Microsoft on Thursday reported quarterly earnings in line with Wall Street expectations but down slightly from the same quarter last year, reflecting the challenges the software giant faces in an increasingly competitive market.
For the three months ending 31 March, Microsoft reported revenue of $14.45 billion (£7.31 billion), in line with the consensus polled by Thomson Financial and up slightly from the same quarter last year, when Microsoft brought in $14.40 billion (£7.28 billion) in revenue.
Diluted earnings per share were $0.47, higher than Thomson Financial's consensus of $0.44 and down from the $0.50 reported during the same quarter last year.
However, Microsoft's earnings per share results included a charge of $0.15 per share for the fine the European Commission charged the company for failing to comply with the Commission's antitrust ruling.
Operating income was $4.41 billion (£2.23 billion), down from $6.59 billion (£3.33 billion) for the same period last year. Operating income in the most recent quarter included a charge of $1.42 billion for the European Commission fine.
Microsoft highlighted growth in its entertainment and devices segment, which increased revenue by 68 percent compared to the same quarter last year, primarily due to sales of Xbox 360 game consoles.
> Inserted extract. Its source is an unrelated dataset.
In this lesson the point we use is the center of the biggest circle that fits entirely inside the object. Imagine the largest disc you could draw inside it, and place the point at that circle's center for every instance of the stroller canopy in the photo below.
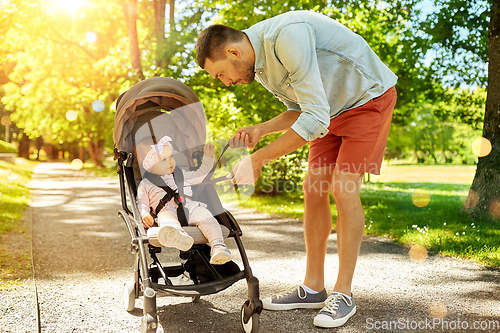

Cumulative console sales passed 19 million during the quarter, an increase of 74 percent from a year ago, Microsoft said.
Another bright spot was its server and tools business, which grew revenue by 18 percent compared to the same quarter in 2007. During the quarter, Microsoft made major product launches for Windows Server 2008, SQL Server 2008 and Visual Studio 2008.
While Microsoft, like most companies, would be impacted if the economic downturn in the US gets worse, the company has weathered the slowdown so far and is insulated by its geographic reach and product diversity, Microsoft chief financial officer Chris Liddell said on a conference call to discuss the earnings. Two-thirds of Microsoft's business comes from outside the US, he said. "So we have a good geographic spread, and the weak US dollar helps us in that perspective."
Liddell had little to say about the impact of Vista sales on a decrease in revenue in Microsoft's client segment for the quarter compared to last year. "The only Vista impact really is the launch last year and a strong comparable, but that's not really a comment on this quarter," he said. Even if customers prefer XP over Vista, that's not a negative for Microsoft, he said. "If we sell a unit of XP rather than Vista, we're still relatively happy," he said.
While Microsoft has reported strong sales for Vista, the operating system has met with criticism from some quarters of the market, in part because of hardware compatibility issues and some bugs.
While results for the quarter were mostly flat, Microsoft revised its expectations for its full fiscal year, ending 30 June. It now expects revenue in the range of $66.9 billion to $68 billion (£33.8billion) instead of its previous prediction of $59.9 billion (£30.3 billion) to $60.5 billion.
Diluted earnings per share for the year should be $2.13 to $2.19, rather than $1.85 to $1.88, Microsoft now says. In addition, the company now expects operating income to be $26.7 billion to $27.4 billion, instead of $24.2 billion to $24.4 billion.